- Education: University of Waterloo; The Michener Institute;
- Occupation: Chiropodist
- Known for: Social media presence
- Medical career
- Field: Podiatry
- Institutions: Mississauga Foot Clinic

YouTube information
- Channel: The Toe Bro;
- Years active: 2017–present
- Genres: Medical procedures and education
- Subscribers: 1.84 million
- Views: 620 million
- Website: thetoebro.com

= Jonathan Tomines =

Canadian chiropodist

Jonathan B. Tomines, also known as The Toe Bro, is a Canadian chiropodist. Tomines works at Mississauga Foot Clinic, located in Mississauga, Ontario. He also has his own television documentary series, The Toe Bro, which aired for one season on A&E in 2019.

==Early life and education==
Tomines attended the University of Waterloo, where he received his undergraduate degree in Biomedical Science. He then went on to receive his Graduate Advanced Diploma of Health Sciences specializing in Chiropody at the Michener Institute for Applied Health Sciences.

In his youth, Tomines often accompanied his father, also a chiropodist, to his office, sometimes providing basic help to the patients.
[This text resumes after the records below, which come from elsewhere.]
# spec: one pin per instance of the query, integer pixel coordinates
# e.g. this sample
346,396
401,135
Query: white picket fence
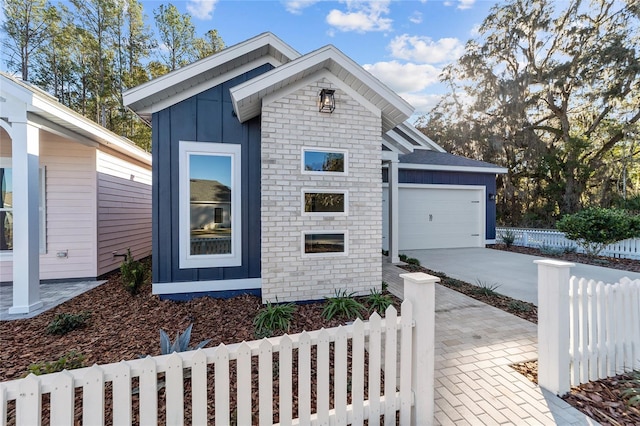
626,249
587,330
396,346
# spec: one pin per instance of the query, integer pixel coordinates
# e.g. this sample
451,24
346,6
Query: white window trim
345,212
188,261
6,163
329,150
324,231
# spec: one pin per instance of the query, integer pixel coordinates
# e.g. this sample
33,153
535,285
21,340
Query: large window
321,161
320,243
210,229
6,207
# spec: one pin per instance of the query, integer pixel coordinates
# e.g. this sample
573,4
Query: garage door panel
439,218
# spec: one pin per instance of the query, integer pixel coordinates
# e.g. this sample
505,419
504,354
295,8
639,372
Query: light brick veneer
289,124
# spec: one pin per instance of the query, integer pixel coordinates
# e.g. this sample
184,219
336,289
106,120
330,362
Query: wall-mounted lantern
327,100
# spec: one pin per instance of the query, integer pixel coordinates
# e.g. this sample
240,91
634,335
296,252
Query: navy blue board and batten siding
434,177
205,117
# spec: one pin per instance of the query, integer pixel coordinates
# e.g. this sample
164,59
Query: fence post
553,325
419,289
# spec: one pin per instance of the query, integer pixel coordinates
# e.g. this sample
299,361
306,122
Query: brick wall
289,124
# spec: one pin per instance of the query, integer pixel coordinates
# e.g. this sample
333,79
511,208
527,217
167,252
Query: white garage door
439,217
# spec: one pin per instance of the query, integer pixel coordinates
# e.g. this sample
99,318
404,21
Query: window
210,228
320,161
6,207
324,202
319,243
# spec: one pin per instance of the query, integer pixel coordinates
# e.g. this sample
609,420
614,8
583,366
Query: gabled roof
192,79
45,111
423,159
247,97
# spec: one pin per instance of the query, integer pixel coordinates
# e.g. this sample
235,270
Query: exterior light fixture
327,100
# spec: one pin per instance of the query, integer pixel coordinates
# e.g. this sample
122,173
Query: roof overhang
45,112
247,97
206,73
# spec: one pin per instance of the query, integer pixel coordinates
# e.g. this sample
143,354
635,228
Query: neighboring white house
73,193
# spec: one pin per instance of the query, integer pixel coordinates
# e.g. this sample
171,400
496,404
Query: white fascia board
393,137
208,84
93,130
411,131
328,57
146,90
319,75
438,167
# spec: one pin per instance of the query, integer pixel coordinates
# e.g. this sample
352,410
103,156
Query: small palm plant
181,343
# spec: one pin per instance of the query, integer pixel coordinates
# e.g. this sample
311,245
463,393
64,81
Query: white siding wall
289,124
124,209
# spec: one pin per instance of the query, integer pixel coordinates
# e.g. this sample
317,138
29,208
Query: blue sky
405,44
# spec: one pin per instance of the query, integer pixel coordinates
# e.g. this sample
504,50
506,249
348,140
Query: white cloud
424,50
296,6
416,17
201,9
361,16
404,77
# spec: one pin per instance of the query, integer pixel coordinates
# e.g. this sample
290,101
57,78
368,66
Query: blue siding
206,117
455,178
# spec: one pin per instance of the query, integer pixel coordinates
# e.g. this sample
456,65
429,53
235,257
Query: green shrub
508,237
519,306
133,273
273,319
342,305
64,323
486,289
632,394
181,343
379,302
68,361
595,228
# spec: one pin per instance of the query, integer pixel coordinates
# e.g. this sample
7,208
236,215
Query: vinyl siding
124,209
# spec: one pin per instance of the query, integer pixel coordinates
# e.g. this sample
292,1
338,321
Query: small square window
325,243
319,161
324,202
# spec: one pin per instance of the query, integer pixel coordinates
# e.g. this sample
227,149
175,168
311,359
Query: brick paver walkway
475,343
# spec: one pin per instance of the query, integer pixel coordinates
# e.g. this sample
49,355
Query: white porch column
25,145
393,210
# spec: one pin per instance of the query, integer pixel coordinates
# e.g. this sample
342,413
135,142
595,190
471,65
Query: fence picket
357,372
62,399
221,371
304,382
602,334
285,362
592,331
574,331
93,397
148,392
374,368
29,402
265,382
243,366
390,365
322,391
340,376
199,388
174,391
405,362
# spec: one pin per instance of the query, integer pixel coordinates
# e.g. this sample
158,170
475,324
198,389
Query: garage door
439,218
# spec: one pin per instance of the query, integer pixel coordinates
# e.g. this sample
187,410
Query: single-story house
299,141
73,193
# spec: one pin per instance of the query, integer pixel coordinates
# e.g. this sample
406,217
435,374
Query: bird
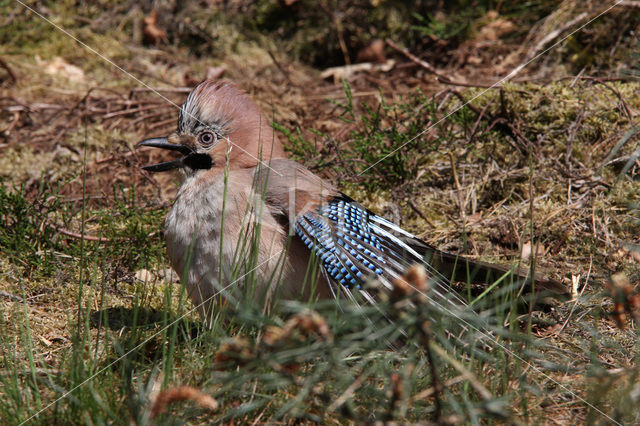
244,209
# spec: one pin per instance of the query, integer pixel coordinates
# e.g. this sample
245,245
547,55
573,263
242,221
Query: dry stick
573,307
79,236
457,365
11,296
427,66
413,58
437,383
548,39
279,66
612,89
134,110
162,123
4,65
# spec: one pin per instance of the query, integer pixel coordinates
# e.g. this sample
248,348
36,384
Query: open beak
191,159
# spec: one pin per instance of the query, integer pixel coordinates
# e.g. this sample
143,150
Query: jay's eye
206,139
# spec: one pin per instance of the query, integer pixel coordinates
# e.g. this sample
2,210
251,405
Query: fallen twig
79,236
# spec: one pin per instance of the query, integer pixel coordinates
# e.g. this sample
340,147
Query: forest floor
501,133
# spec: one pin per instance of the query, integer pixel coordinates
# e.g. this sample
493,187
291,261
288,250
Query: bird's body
245,210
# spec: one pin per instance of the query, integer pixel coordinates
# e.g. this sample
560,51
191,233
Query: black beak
191,159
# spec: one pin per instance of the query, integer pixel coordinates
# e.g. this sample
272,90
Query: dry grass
528,160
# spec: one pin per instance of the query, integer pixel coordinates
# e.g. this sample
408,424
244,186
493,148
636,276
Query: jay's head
217,122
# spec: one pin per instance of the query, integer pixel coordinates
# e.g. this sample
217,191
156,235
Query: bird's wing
353,244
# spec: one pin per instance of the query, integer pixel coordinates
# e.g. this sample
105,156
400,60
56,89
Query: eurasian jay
242,202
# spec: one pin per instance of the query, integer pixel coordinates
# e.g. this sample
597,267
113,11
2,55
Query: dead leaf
527,250
59,67
373,52
182,393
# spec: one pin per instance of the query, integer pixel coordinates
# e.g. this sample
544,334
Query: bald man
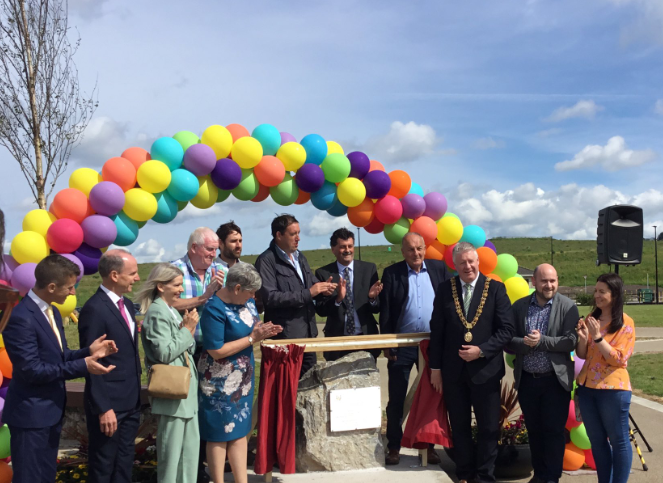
545,337
112,401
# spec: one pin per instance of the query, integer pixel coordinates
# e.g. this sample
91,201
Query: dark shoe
433,458
393,457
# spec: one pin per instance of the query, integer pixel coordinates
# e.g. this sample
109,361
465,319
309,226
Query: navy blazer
118,390
37,395
393,297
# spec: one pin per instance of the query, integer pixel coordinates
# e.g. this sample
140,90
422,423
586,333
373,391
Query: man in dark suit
112,402
472,323
349,310
289,286
37,348
543,369
406,305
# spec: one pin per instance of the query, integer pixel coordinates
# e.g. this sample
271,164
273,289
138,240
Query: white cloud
488,143
612,157
582,109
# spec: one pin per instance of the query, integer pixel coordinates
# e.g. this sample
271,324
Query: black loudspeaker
619,235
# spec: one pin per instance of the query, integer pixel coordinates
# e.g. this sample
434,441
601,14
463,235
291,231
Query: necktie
467,298
51,319
120,304
349,303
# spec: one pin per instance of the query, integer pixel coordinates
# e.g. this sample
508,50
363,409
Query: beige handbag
169,382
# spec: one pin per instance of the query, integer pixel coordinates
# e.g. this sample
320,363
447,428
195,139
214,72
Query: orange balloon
435,250
376,166
120,171
303,198
400,183
574,458
269,171
237,131
362,214
71,203
5,364
426,227
487,260
137,156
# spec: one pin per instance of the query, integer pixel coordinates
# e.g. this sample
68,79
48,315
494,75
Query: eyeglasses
9,297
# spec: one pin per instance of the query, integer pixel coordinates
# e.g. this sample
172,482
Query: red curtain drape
277,398
427,421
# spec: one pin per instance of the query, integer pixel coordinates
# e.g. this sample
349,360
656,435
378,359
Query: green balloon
336,167
286,192
395,232
248,187
186,139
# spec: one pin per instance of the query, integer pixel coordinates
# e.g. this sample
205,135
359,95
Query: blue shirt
419,305
538,362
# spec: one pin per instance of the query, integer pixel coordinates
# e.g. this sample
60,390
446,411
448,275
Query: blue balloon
324,198
475,235
127,229
315,147
269,137
183,185
168,151
167,208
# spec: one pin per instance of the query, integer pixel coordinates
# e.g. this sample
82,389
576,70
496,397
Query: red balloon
388,210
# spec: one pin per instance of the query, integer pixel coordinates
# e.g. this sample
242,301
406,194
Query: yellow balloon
351,192
334,147
38,221
219,139
292,155
247,152
29,247
207,195
84,179
153,176
139,205
449,230
67,307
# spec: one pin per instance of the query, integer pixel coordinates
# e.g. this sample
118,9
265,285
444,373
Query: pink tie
120,304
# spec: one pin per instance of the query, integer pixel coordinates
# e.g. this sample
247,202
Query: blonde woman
168,339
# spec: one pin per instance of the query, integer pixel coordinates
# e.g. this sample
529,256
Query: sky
529,116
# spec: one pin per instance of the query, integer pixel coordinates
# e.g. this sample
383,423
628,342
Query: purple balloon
23,278
310,178
106,198
436,205
74,258
99,231
490,245
378,184
413,205
227,174
359,164
89,257
200,159
287,138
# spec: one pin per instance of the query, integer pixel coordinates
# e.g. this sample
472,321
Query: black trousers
111,460
34,453
545,405
473,461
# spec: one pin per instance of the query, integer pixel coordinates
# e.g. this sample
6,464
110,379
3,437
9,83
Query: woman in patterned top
230,326
605,340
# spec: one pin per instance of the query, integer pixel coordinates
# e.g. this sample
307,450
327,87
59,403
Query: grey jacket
560,340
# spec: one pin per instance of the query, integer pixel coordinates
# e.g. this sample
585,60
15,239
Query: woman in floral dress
230,326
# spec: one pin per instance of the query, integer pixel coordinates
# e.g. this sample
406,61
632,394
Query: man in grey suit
545,337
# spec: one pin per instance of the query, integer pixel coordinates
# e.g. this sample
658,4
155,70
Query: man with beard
543,369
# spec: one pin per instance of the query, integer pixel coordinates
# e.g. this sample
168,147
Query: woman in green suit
168,339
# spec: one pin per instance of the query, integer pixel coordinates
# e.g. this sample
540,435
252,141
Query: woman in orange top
605,340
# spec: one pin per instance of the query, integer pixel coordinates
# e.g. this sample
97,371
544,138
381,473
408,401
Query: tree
42,112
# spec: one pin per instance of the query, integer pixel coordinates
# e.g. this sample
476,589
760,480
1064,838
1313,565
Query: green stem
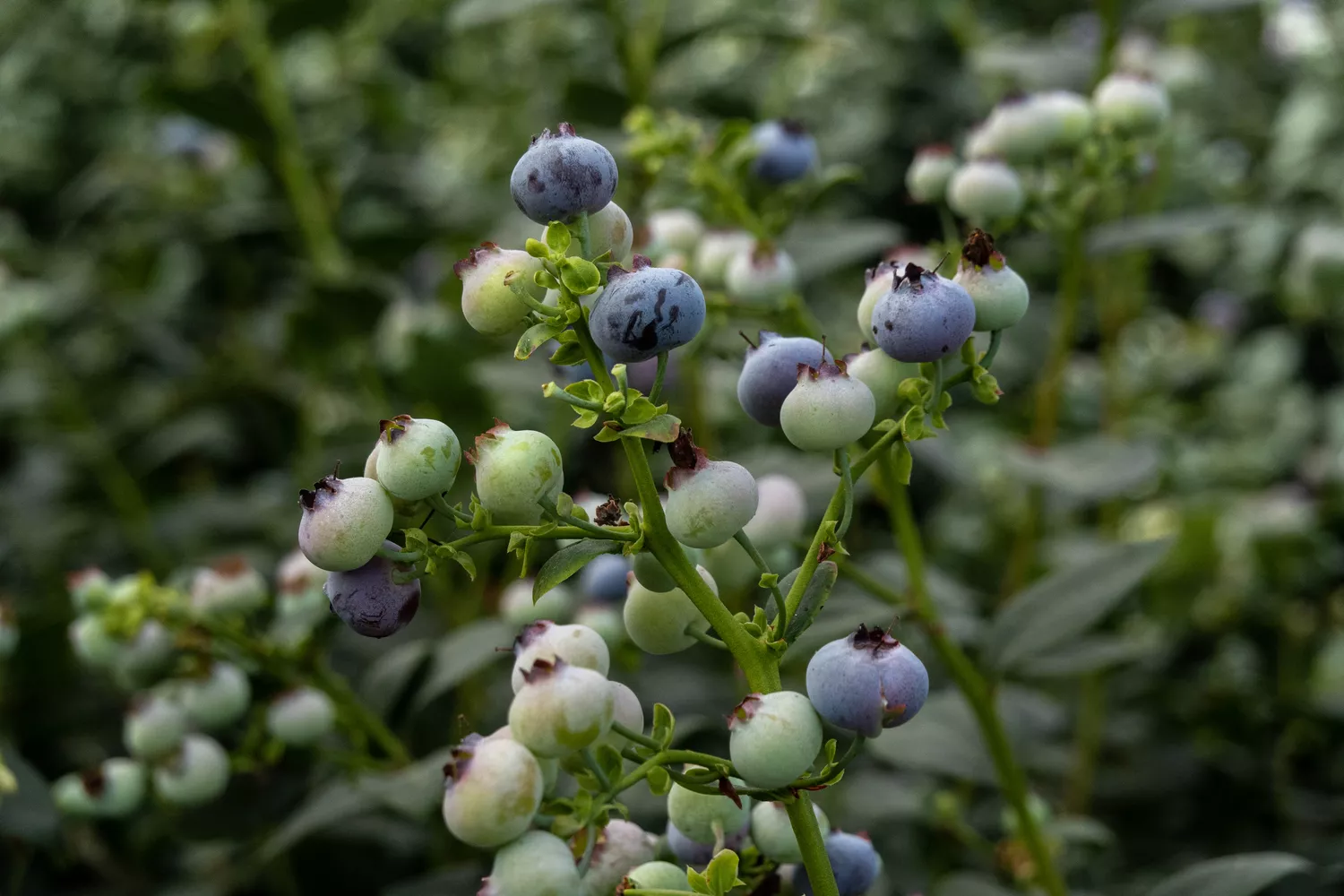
808,834
306,198
1012,780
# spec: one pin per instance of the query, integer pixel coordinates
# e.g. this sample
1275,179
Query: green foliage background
185,339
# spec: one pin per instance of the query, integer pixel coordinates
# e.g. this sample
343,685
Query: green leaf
580,276
556,238
1067,603
569,560
1242,874
535,338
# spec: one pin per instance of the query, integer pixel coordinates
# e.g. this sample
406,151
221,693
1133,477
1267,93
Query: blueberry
709,501
564,175
574,643
344,521
621,847
927,177
602,579
774,737
658,621
515,469
492,788
785,151
417,458
771,831
645,311
771,371
561,708
300,718
827,410
370,599
195,775
986,190
924,317
999,293
854,861
867,681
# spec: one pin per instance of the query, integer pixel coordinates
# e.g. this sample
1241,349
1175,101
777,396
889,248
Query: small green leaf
556,238
569,560
580,276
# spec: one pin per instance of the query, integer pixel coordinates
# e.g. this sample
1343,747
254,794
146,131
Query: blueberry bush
882,450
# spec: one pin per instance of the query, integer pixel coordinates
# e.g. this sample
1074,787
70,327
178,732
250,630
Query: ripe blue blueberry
513,470
645,311
561,708
344,521
867,681
217,700
927,177
621,847
773,737
771,371
195,775
492,788
924,317
827,410
761,273
574,643
785,151
709,501
418,457
300,718
854,861
602,579
658,621
771,831
370,599
999,293
564,175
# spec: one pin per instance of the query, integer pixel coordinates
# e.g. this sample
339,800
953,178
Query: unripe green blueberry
761,274
609,231
561,708
696,815
771,831
418,457
344,521
1131,105
621,847
883,376
658,621
926,179
781,512
300,718
986,190
709,501
491,791
773,737
153,727
548,764
228,587
827,410
574,643
198,774
659,876
537,864
515,469
217,700
999,293
113,790
516,605
488,277
717,249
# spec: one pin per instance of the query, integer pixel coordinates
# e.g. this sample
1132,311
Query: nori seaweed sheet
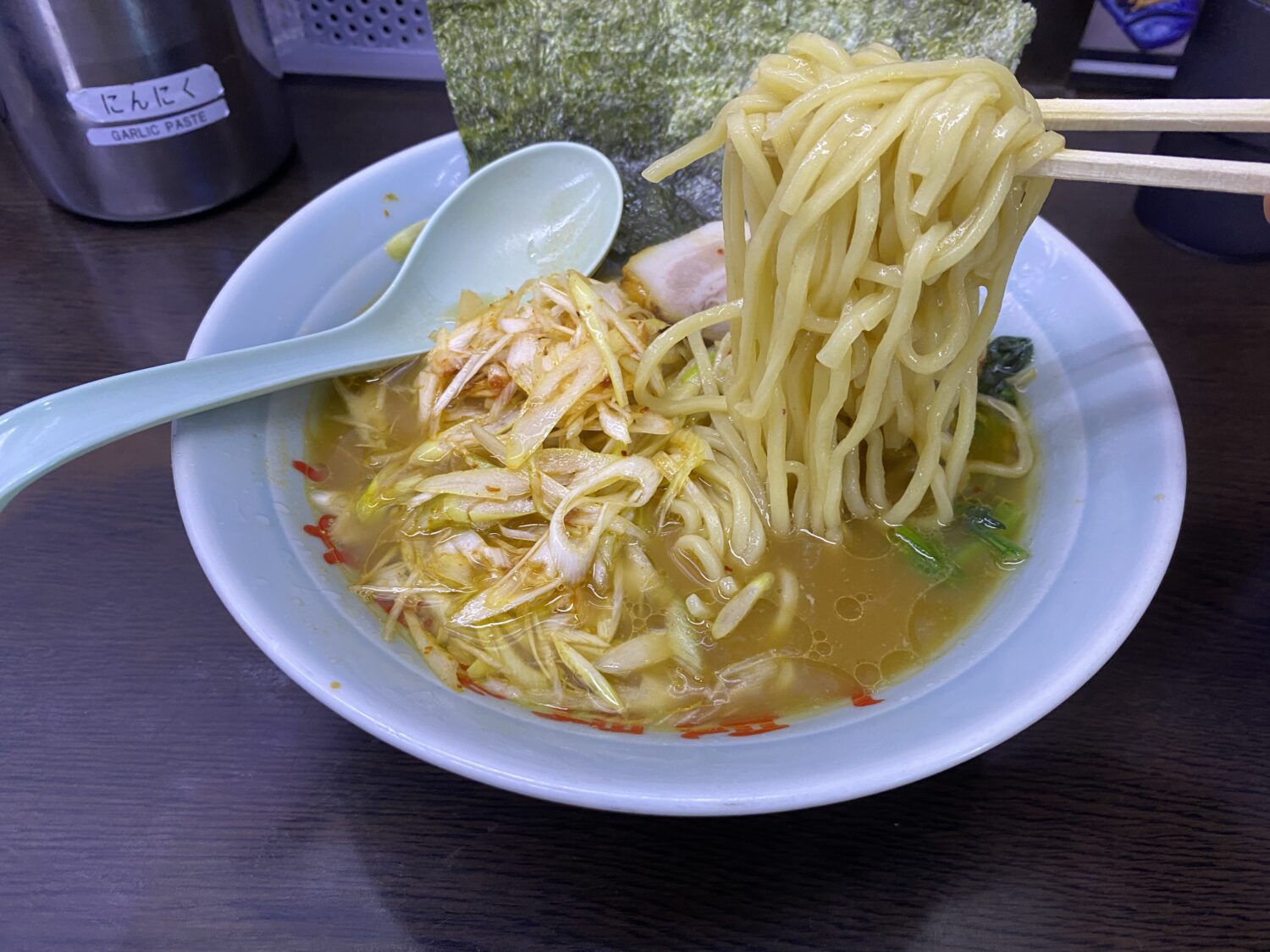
639,78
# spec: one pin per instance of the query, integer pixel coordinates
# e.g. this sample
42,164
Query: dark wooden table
164,786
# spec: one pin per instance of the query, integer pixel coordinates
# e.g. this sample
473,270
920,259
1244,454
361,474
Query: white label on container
165,127
163,96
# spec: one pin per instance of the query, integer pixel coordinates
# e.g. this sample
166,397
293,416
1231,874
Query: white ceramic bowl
1107,513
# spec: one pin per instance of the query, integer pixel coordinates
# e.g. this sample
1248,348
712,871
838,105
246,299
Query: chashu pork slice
680,278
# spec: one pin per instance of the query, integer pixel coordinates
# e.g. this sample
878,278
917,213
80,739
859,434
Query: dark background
163,784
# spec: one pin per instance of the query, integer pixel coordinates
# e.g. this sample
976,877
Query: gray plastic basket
378,38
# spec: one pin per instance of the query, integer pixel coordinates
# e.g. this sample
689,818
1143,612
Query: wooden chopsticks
1157,116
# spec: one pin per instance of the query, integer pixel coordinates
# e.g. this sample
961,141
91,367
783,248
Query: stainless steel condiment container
142,109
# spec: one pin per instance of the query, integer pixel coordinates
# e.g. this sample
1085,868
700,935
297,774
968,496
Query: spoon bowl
541,208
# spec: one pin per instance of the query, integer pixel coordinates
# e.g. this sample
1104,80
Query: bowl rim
1008,720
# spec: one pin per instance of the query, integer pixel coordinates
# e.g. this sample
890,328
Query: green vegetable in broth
982,522
635,79
922,551
1005,358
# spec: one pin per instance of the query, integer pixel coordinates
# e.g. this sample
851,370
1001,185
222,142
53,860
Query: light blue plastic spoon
538,211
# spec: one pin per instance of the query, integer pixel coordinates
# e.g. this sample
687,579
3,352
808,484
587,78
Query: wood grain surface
164,786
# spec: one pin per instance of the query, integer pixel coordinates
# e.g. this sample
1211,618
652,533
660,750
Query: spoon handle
43,434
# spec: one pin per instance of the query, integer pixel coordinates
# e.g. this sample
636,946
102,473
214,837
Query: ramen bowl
1104,522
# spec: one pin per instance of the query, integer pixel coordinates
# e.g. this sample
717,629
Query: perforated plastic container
378,38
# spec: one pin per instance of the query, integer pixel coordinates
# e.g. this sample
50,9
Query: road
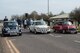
42,43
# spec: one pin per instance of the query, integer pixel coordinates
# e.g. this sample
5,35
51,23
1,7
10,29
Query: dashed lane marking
77,41
16,50
51,34
11,46
58,36
11,50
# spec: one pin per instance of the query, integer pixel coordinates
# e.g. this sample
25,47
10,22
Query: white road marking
77,41
51,34
16,50
58,36
11,50
11,46
78,33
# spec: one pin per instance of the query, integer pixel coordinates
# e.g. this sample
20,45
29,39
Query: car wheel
75,32
20,34
35,31
63,31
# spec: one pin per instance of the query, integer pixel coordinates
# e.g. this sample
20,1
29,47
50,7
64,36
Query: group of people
25,22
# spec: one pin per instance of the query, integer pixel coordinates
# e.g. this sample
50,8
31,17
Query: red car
64,27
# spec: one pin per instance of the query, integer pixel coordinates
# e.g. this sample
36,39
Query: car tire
35,31
20,34
75,32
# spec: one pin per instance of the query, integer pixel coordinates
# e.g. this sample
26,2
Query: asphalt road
44,43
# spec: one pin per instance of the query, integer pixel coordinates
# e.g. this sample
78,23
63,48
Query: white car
39,26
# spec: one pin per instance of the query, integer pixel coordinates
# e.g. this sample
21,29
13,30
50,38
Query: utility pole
48,12
48,7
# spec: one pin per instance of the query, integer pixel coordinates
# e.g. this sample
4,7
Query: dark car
65,26
11,28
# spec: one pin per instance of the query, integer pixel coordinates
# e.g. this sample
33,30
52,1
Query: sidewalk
1,47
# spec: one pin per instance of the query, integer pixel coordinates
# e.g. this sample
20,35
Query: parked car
64,26
39,26
11,28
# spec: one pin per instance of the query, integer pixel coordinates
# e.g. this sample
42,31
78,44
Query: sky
19,7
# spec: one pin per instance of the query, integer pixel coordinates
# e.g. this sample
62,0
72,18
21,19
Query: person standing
5,19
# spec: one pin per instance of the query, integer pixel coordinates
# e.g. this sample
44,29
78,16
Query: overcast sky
19,7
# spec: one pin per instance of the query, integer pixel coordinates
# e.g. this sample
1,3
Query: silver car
11,28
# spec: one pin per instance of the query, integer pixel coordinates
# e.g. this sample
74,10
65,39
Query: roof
61,16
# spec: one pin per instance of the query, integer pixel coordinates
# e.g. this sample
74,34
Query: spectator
19,22
5,19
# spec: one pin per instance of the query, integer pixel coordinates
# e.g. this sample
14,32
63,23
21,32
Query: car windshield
10,24
39,23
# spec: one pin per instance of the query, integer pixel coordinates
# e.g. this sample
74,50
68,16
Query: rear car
11,28
65,27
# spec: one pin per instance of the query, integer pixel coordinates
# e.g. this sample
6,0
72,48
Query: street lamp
48,7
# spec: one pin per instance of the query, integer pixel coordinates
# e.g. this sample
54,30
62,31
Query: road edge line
10,48
15,49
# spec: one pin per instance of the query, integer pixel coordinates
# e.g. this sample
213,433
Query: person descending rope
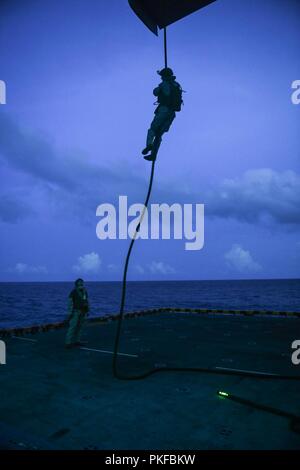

Tomines now works in the same office in which his father worked for thirty years. His father is from the Philippines and his mother is from Germany.

Tomines cites the videos of dermatologist Sandra Lee as part of the inspiration for his YouTube videos and brand.

Tomines' certification of registration for chiropody was suspended from January 1 through May 30, 2025, due to professional misconduct; both his Instagram profile and all videos on his Youtube channel were subsequently set to private. Tomines stated that he would restore his online presence once his suspension ended; on June 28, 2025, he released an update video in which he details ongoing difficulties in resuming his practice and posting.